1. Write a final Findings Report to journal.md: confirmed findings (with reproduction evidence), promising-but-unconfirmed candidates, dead ends, and the experiments you'd run next.
2. Commit the journal and results. Leave the pod's runs/ intact for inspection.
3. Stop or pause the RunPod if budget.stop_pod_on_finish is set — idle GPUs bill by the hour. See references/RUNPOD.md.
4. Surface the report to the user. Do not overclaim: report confirmed findings as confirmed and candidates as candidates.

Critical Rules

• Protect your context window — see references/CONTEXT.md. This is the #1 risk over a multi-hour run. Redirect all output to logs on the pod, grep for probes, only tail on crash, read readonly files once.
• Be your own adversary. The biggest danger in autonomous discovery is fooling yourself. Default to "it's a bug or an artifact" until reproduction and ablation prove otherwise. A confirmed null result is more valuable than an unverified "breakthrough."
• Respect the budget. GPU time costs money every minute. Track spend, honor the cap, and never leave the pod running idle.
• One change per experiment — so results stay interpretable.
• The journal is the science. results.tsv is the numbers; journal.md is the reasoning, the surprises, and the verdicts. Both survive git resets.

Journal Format

journal.md is an append-only research log.
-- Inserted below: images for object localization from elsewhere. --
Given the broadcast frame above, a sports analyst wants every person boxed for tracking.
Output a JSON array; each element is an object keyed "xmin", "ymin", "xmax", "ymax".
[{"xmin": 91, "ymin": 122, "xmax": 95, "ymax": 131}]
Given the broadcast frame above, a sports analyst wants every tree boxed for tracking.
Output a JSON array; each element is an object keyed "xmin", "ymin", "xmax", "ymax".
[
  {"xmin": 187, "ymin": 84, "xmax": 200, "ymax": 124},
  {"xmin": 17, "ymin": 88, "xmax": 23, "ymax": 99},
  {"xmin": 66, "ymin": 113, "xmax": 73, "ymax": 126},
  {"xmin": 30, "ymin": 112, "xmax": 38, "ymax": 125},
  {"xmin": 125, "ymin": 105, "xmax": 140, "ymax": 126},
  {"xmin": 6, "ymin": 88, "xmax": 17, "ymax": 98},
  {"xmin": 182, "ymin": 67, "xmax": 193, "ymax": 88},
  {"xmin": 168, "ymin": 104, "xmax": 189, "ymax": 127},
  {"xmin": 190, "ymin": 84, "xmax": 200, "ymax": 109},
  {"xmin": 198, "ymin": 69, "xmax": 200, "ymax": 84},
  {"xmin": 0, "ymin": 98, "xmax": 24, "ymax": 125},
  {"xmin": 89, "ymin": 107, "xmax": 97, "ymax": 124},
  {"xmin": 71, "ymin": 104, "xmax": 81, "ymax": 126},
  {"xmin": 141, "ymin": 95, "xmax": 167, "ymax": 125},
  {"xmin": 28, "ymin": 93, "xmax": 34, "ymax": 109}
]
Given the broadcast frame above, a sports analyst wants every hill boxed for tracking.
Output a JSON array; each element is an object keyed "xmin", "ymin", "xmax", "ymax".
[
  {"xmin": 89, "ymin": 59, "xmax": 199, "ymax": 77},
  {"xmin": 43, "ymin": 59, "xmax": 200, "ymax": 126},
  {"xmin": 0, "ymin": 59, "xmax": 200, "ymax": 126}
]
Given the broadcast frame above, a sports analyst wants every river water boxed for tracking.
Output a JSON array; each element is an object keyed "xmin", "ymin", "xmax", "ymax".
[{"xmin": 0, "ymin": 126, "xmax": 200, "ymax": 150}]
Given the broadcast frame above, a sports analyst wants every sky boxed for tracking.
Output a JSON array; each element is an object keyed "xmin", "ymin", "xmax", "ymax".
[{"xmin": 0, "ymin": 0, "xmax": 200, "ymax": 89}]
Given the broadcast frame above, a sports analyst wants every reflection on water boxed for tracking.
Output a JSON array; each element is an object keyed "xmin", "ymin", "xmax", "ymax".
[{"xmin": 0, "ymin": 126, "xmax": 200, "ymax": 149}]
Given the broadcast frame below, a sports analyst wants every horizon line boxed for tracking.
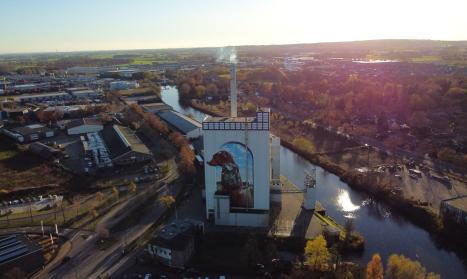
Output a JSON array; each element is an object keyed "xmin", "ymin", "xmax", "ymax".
[{"xmin": 2, "ymin": 38, "xmax": 467, "ymax": 56}]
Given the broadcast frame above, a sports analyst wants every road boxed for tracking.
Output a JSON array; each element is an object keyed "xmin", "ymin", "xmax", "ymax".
[{"xmin": 32, "ymin": 158, "xmax": 181, "ymax": 279}]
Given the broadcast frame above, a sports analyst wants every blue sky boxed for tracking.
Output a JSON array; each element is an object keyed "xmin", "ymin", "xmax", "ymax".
[{"xmin": 1, "ymin": 0, "xmax": 466, "ymax": 53}]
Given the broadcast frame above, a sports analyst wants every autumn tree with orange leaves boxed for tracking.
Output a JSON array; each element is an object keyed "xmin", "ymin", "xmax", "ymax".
[{"xmin": 366, "ymin": 253, "xmax": 384, "ymax": 279}]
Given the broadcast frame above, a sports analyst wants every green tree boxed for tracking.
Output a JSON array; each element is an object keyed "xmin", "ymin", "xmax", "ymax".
[
  {"xmin": 366, "ymin": 253, "xmax": 384, "ymax": 279},
  {"xmin": 304, "ymin": 235, "xmax": 331, "ymax": 271}
]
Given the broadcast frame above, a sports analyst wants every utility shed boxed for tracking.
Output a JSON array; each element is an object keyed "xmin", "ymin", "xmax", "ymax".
[
  {"xmin": 101, "ymin": 124, "xmax": 152, "ymax": 165},
  {"xmin": 0, "ymin": 234, "xmax": 44, "ymax": 275},
  {"xmin": 156, "ymin": 110, "xmax": 202, "ymax": 139},
  {"xmin": 440, "ymin": 195, "xmax": 467, "ymax": 226}
]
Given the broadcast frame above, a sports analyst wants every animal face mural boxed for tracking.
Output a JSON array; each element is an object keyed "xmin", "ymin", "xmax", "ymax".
[{"xmin": 208, "ymin": 143, "xmax": 254, "ymax": 208}]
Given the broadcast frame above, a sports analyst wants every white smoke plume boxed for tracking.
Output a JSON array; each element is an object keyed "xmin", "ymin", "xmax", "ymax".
[{"xmin": 217, "ymin": 46, "xmax": 237, "ymax": 64}]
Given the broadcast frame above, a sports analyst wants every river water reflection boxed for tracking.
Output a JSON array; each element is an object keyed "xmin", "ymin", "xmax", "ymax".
[{"xmin": 161, "ymin": 86, "xmax": 466, "ymax": 278}]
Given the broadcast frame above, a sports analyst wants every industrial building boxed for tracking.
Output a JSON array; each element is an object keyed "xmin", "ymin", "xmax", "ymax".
[
  {"xmin": 2, "ymin": 124, "xmax": 55, "ymax": 143},
  {"xmin": 157, "ymin": 110, "xmax": 202, "ymax": 139},
  {"xmin": 69, "ymin": 89, "xmax": 102, "ymax": 99},
  {"xmin": 101, "ymin": 124, "xmax": 152, "ymax": 165},
  {"xmin": 0, "ymin": 107, "xmax": 29, "ymax": 120},
  {"xmin": 124, "ymin": 95, "xmax": 161, "ymax": 105},
  {"xmin": 0, "ymin": 234, "xmax": 44, "ymax": 275},
  {"xmin": 147, "ymin": 219, "xmax": 204, "ymax": 269},
  {"xmin": 142, "ymin": 102, "xmax": 173, "ymax": 114},
  {"xmin": 66, "ymin": 118, "xmax": 103, "ymax": 135},
  {"xmin": 202, "ymin": 62, "xmax": 280, "ymax": 227},
  {"xmin": 82, "ymin": 132, "xmax": 113, "ymax": 168},
  {"xmin": 14, "ymin": 92, "xmax": 71, "ymax": 103},
  {"xmin": 109, "ymin": 80, "xmax": 139, "ymax": 91}
]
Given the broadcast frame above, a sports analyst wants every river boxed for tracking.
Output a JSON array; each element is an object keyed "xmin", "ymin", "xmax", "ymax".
[{"xmin": 161, "ymin": 86, "xmax": 466, "ymax": 278}]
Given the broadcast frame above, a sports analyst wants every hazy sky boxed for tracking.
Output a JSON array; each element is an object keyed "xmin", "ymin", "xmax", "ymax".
[{"xmin": 1, "ymin": 0, "xmax": 466, "ymax": 54}]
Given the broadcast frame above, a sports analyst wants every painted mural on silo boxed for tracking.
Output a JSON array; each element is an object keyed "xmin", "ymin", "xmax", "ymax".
[{"xmin": 207, "ymin": 142, "xmax": 254, "ymax": 208}]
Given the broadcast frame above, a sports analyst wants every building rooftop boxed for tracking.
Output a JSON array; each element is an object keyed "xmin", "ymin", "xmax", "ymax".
[
  {"xmin": 152, "ymin": 219, "xmax": 203, "ymax": 250},
  {"xmin": 70, "ymin": 89, "xmax": 101, "ymax": 95},
  {"xmin": 66, "ymin": 118, "xmax": 103, "ymax": 129},
  {"xmin": 203, "ymin": 107, "xmax": 270, "ymax": 123},
  {"xmin": 203, "ymin": 116, "xmax": 256, "ymax": 123},
  {"xmin": 14, "ymin": 92, "xmax": 69, "ymax": 100},
  {"xmin": 142, "ymin": 102, "xmax": 173, "ymax": 113},
  {"xmin": 12, "ymin": 124, "xmax": 53, "ymax": 136},
  {"xmin": 101, "ymin": 124, "xmax": 151, "ymax": 159},
  {"xmin": 156, "ymin": 110, "xmax": 201, "ymax": 134},
  {"xmin": 117, "ymin": 87, "xmax": 156, "ymax": 97},
  {"xmin": 0, "ymin": 234, "xmax": 42, "ymax": 265}
]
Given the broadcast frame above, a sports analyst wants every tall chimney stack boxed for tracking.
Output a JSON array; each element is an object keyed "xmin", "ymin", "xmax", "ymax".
[{"xmin": 230, "ymin": 62, "xmax": 237, "ymax": 118}]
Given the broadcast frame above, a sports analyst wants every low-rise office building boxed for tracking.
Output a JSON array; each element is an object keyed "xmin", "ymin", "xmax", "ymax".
[{"xmin": 147, "ymin": 219, "xmax": 204, "ymax": 269}]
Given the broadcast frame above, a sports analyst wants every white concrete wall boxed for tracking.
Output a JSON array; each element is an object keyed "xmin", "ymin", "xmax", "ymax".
[{"xmin": 214, "ymin": 195, "xmax": 269, "ymax": 227}]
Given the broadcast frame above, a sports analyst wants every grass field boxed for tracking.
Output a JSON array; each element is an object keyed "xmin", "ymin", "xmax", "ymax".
[{"xmin": 0, "ymin": 136, "xmax": 73, "ymax": 193}]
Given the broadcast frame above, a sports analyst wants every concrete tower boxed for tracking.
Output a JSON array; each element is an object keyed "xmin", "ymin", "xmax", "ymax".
[{"xmin": 230, "ymin": 63, "xmax": 237, "ymax": 118}]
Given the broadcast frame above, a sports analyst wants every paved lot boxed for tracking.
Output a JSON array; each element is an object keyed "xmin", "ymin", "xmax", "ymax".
[{"xmin": 41, "ymin": 132, "xmax": 88, "ymax": 173}]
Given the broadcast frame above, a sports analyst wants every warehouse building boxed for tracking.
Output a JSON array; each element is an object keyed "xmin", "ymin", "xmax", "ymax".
[
  {"xmin": 124, "ymin": 95, "xmax": 161, "ymax": 105},
  {"xmin": 14, "ymin": 92, "xmax": 71, "ymax": 103},
  {"xmin": 0, "ymin": 234, "xmax": 44, "ymax": 275},
  {"xmin": 109, "ymin": 80, "xmax": 139, "ymax": 91},
  {"xmin": 157, "ymin": 110, "xmax": 202, "ymax": 139},
  {"xmin": 69, "ymin": 89, "xmax": 102, "ymax": 99},
  {"xmin": 142, "ymin": 102, "xmax": 173, "ymax": 114},
  {"xmin": 101, "ymin": 124, "xmax": 152, "ymax": 165},
  {"xmin": 2, "ymin": 124, "xmax": 54, "ymax": 143},
  {"xmin": 66, "ymin": 118, "xmax": 103, "ymax": 135}
]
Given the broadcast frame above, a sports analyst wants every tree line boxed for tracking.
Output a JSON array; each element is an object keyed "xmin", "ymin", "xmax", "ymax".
[{"xmin": 129, "ymin": 104, "xmax": 196, "ymax": 174}]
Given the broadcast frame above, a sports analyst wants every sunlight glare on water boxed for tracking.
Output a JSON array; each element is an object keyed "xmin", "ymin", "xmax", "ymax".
[{"xmin": 337, "ymin": 189, "xmax": 361, "ymax": 213}]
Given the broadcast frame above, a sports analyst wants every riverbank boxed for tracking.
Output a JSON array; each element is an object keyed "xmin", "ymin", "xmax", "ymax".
[{"xmin": 185, "ymin": 99, "xmax": 467, "ymax": 263}]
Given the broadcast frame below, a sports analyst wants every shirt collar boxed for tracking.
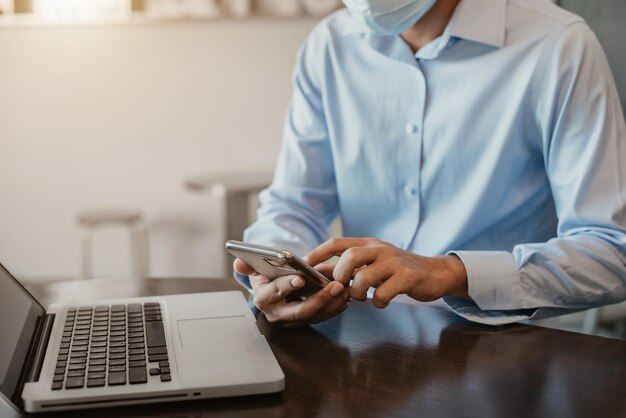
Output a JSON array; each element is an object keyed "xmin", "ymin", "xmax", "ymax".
[
  {"xmin": 341, "ymin": 0, "xmax": 507, "ymax": 49},
  {"xmin": 449, "ymin": 0, "xmax": 507, "ymax": 48}
]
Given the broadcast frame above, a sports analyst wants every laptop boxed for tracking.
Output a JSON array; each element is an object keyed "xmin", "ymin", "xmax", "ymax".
[{"xmin": 0, "ymin": 262, "xmax": 284, "ymax": 415}]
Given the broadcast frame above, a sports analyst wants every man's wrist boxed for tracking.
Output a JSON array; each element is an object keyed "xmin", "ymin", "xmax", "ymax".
[{"xmin": 441, "ymin": 255, "xmax": 470, "ymax": 299}]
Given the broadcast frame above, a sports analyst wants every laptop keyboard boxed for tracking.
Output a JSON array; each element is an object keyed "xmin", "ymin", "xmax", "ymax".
[{"xmin": 51, "ymin": 302, "xmax": 171, "ymax": 390}]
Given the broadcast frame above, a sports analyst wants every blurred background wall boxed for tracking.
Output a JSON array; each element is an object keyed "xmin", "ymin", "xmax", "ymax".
[{"xmin": 0, "ymin": 19, "xmax": 315, "ymax": 280}]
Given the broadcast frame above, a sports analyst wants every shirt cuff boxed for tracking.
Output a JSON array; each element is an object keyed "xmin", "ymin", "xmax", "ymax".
[
  {"xmin": 234, "ymin": 272, "xmax": 254, "ymax": 294},
  {"xmin": 442, "ymin": 297, "xmax": 537, "ymax": 325},
  {"xmin": 448, "ymin": 250, "xmax": 523, "ymax": 311}
]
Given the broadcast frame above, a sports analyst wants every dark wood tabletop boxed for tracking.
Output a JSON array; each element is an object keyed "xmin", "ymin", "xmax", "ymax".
[{"xmin": 23, "ymin": 277, "xmax": 626, "ymax": 418}]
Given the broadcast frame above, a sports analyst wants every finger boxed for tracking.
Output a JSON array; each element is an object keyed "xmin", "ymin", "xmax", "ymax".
[
  {"xmin": 274, "ymin": 281, "xmax": 345, "ymax": 323},
  {"xmin": 305, "ymin": 238, "xmax": 374, "ymax": 267},
  {"xmin": 314, "ymin": 263, "xmax": 336, "ymax": 280},
  {"xmin": 350, "ymin": 263, "xmax": 392, "ymax": 301},
  {"xmin": 249, "ymin": 273, "xmax": 271, "ymax": 291},
  {"xmin": 333, "ymin": 247, "xmax": 381, "ymax": 283},
  {"xmin": 234, "ymin": 258, "xmax": 256, "ymax": 275},
  {"xmin": 255, "ymin": 274, "xmax": 306, "ymax": 306},
  {"xmin": 372, "ymin": 274, "xmax": 409, "ymax": 308}
]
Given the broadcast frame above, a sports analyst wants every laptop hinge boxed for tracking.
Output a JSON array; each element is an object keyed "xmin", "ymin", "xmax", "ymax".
[
  {"xmin": 26, "ymin": 313, "xmax": 55, "ymax": 383},
  {"xmin": 12, "ymin": 313, "xmax": 55, "ymax": 407}
]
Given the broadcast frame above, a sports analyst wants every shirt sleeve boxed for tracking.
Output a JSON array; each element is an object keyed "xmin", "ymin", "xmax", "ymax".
[
  {"xmin": 243, "ymin": 33, "xmax": 339, "ymax": 258},
  {"xmin": 445, "ymin": 22, "xmax": 626, "ymax": 325}
]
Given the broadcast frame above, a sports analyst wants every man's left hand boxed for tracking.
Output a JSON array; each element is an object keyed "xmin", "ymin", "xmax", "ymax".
[{"xmin": 305, "ymin": 238, "xmax": 470, "ymax": 308}]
Each entry:

## [exp-id] <one-line hypothesis>   (<timestamp>, <git sha>)
Ran:      <what changed + command>
Probes:   probe_a=… probe_b=… probe_c=…   (baseline: …)
Verdict:  noise | candidate | confirmed | crash
Reason:   <why — including ruled-out boring explanations if a candidate>
Next:     <thread this opens>

Example results.tsv

exp_id	git_sha	target_probe	icl_acc	ood_gen	loss	verdict	note
base	a1b2c3d	0.610	0.12	0.20	2.41	keep	baseline
e001	b2c3d4e	0.640	0.13	0.21	2.30	noise	wider MLP, no qualitative shift
e002	c3d4e5f	0.910	0.71	0.22	2.28	candidate	sharp ICL jump at depth 8 — VERIFY
e003	c3d4e5f	0.905	0.70	0.22	2.28	confirmed	reproduced seed 2; ablating depth kills it
e004	d4e5f6g	0.000	0.00	0.00	NaN	crash	OOM at batch 512